Second of all, if indeed Farouk was drugged, how do we explain his erratic behaviour before the bombing, like cutting ties with his family? Did someone drug him to do that all in the name of learning Arabic and whatnot in Yemen? I don’t know of people getting high to read about religion. Aisha’s second claim was that the Dutch director was part of the frame up and went as far as saying the man was never shown on TV. Actually, my dear Aisha, he was… on CNN. Or is CNN part of the cover-up now? I never saw the director on any other network, but I’m sure his 15 minutes didn’t warrant for more exposure time. It’s not like he landed a failing airplane in the Hudson. Aisha went further to compare the director’s underexposure to Gulliani’s overexposure after the 9/11 crisis and how the mayor was named Time’s man of the year. Gulliani was only named man of the year, because the magazine couldn’t afford to name Osama Bin Laden (the original decided winner) as its man of the year, risking a loss in readership after complaints of the numerous image of the “perpetrator”. So they went for a less controversial individual, yet one still tied to the events of 9/11. Time has a dubious way of picking its annual man of the year, like two years ago, when they gave it to You! PLEASE! They should’ve given it to YouTube, though not a person, it’s still You in a way, but that’s not what we’re discussing here.

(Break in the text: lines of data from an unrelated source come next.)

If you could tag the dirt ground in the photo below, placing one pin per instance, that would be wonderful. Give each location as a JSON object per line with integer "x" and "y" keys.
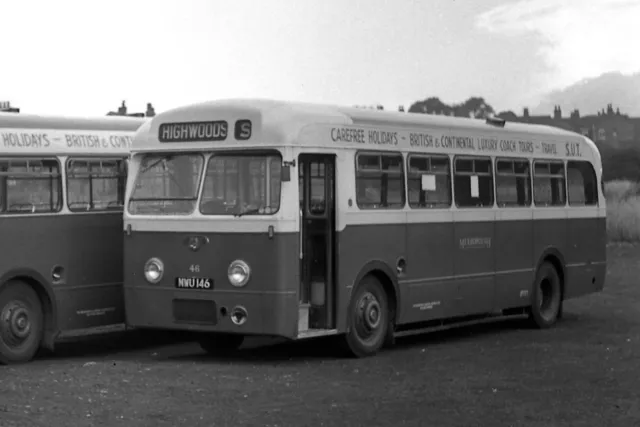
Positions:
{"x": 584, "y": 372}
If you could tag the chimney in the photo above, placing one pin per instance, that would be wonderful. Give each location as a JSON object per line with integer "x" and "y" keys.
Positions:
{"x": 609, "y": 109}
{"x": 150, "y": 110}
{"x": 557, "y": 113}
{"x": 122, "y": 111}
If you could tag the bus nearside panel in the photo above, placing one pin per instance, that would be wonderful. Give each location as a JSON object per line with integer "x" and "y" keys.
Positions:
{"x": 84, "y": 248}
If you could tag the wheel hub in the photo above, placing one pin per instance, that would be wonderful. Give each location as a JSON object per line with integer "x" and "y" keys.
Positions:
{"x": 369, "y": 315}
{"x": 15, "y": 325}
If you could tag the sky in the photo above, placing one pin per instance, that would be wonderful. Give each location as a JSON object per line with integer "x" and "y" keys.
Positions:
{"x": 84, "y": 57}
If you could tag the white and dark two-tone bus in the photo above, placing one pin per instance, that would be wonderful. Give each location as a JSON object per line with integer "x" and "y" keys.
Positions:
{"x": 62, "y": 183}
{"x": 256, "y": 217}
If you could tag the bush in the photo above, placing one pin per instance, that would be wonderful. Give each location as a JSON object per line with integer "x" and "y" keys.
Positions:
{"x": 623, "y": 211}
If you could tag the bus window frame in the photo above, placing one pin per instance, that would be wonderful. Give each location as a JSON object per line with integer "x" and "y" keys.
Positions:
{"x": 491, "y": 174}
{"x": 449, "y": 176}
{"x": 382, "y": 153}
{"x": 204, "y": 154}
{"x": 529, "y": 162}
{"x": 125, "y": 163}
{"x": 533, "y": 176}
{"x": 61, "y": 198}
{"x": 595, "y": 176}
{"x": 239, "y": 152}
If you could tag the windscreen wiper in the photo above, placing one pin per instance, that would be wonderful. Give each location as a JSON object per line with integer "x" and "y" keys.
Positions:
{"x": 248, "y": 212}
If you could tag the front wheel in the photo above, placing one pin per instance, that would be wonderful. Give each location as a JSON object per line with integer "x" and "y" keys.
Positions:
{"x": 546, "y": 307}
{"x": 220, "y": 344}
{"x": 21, "y": 323}
{"x": 368, "y": 318}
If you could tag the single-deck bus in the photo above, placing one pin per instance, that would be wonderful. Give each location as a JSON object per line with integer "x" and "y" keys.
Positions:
{"x": 62, "y": 182}
{"x": 259, "y": 217}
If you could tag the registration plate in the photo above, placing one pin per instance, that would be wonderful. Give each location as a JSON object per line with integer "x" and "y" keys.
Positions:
{"x": 204, "y": 283}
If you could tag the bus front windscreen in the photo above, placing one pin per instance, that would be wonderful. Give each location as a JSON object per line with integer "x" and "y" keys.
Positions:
{"x": 247, "y": 184}
{"x": 166, "y": 184}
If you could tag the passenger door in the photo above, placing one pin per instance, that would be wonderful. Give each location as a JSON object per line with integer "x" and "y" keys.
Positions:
{"x": 317, "y": 228}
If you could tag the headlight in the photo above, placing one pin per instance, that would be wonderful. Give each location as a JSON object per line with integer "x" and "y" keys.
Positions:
{"x": 239, "y": 273}
{"x": 153, "y": 270}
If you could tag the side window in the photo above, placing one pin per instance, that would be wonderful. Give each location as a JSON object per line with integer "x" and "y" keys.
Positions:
{"x": 513, "y": 182}
{"x": 473, "y": 182}
{"x": 95, "y": 184}
{"x": 429, "y": 183}
{"x": 379, "y": 181}
{"x": 549, "y": 183}
{"x": 30, "y": 186}
{"x": 582, "y": 183}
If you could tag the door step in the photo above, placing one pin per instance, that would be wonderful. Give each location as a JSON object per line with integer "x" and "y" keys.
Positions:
{"x": 313, "y": 333}
{"x": 303, "y": 318}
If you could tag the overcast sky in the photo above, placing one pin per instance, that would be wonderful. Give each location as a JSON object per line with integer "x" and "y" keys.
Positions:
{"x": 86, "y": 56}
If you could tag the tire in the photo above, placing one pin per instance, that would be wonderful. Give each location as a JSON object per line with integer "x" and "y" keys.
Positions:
{"x": 21, "y": 323}
{"x": 220, "y": 344}
{"x": 546, "y": 304}
{"x": 368, "y": 319}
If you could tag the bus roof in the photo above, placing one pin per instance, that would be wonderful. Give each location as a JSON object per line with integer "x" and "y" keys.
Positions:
{"x": 219, "y": 124}
{"x": 34, "y": 121}
{"x": 29, "y": 134}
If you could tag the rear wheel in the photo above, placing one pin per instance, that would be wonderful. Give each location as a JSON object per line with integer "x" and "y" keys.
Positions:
{"x": 546, "y": 307}
{"x": 368, "y": 318}
{"x": 21, "y": 323}
{"x": 219, "y": 344}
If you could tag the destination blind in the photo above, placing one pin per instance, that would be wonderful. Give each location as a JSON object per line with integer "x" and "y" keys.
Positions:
{"x": 209, "y": 131}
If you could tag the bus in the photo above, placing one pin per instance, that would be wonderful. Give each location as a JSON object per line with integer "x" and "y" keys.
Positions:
{"x": 273, "y": 218}
{"x": 62, "y": 182}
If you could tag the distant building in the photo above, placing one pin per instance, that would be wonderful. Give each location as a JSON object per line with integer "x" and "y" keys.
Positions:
{"x": 609, "y": 127}
{"x": 122, "y": 111}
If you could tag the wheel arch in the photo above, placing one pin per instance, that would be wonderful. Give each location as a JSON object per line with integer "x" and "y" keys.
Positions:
{"x": 389, "y": 280}
{"x": 554, "y": 257}
{"x": 47, "y": 299}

The only thing that Aisha wrote in her soap opera conspiracy that seems to hold any water is the fact that the Farouk’s underwear caught fire, yet there was no mention of flesh wounds on his skin and how he managed to walk into court with no sign of pain or recovery. Granted, she raised an important issue there. Now to be fair to Aisha, I’m not saying imperialistic powers like the U.S have never pulled off such elaborate hoax in the hopes of achieving something else, but let’s have some substantial proof. Unless Aisha was on the flight to Detriot, she should keep her theories to a minimum. I’m surprised Media Trust allowed her articles to be published, especially when it’s not under a column, which would make it clear to the reader it’s her opinion. But when it’s published not under a column titled, ‘Conspiracy theories” and just as a newspaper article, it brings to question the meaning of “researched journalism”. I understand the need to jump to conclusion, especially when living in a conspiracy prone world, but the best conspiracies are based on some form of facts. As far as the Christmas bombing, there is none except what we’re being told… for now.

P.S In the case that Aisha is indeed right, she should feel free to say, “I told you so!” I shan’t complain! But I leave you with a conspiracy theory of mine and I’ll let readers decide which has more credibility, mine or Aisha’s. How come the U.S is so hands-on on helping Haiti, even sending firemen from their various states, yet they couldn’t produce the same response in the aftermath of Hurricane Katrina? I doubt it has anything to do with a different leadership. Are they planning to send in their “economic hit-men”, when the dust settles? You know the people who make business ties for the United States so they keep making money. For example, they hire an American company to rebuild certain parts of Haiti thus gaining an economic advantage over other companies, locally and otherwise.

And here’s an extra one for you: Why do people in the United States who live in hurricane prone areas always seem to build their houses with wood? Haven’t they heard of concrete or bricks? Or is someone making money off wood? That or it must be extremely cheap! Either way someone is making money!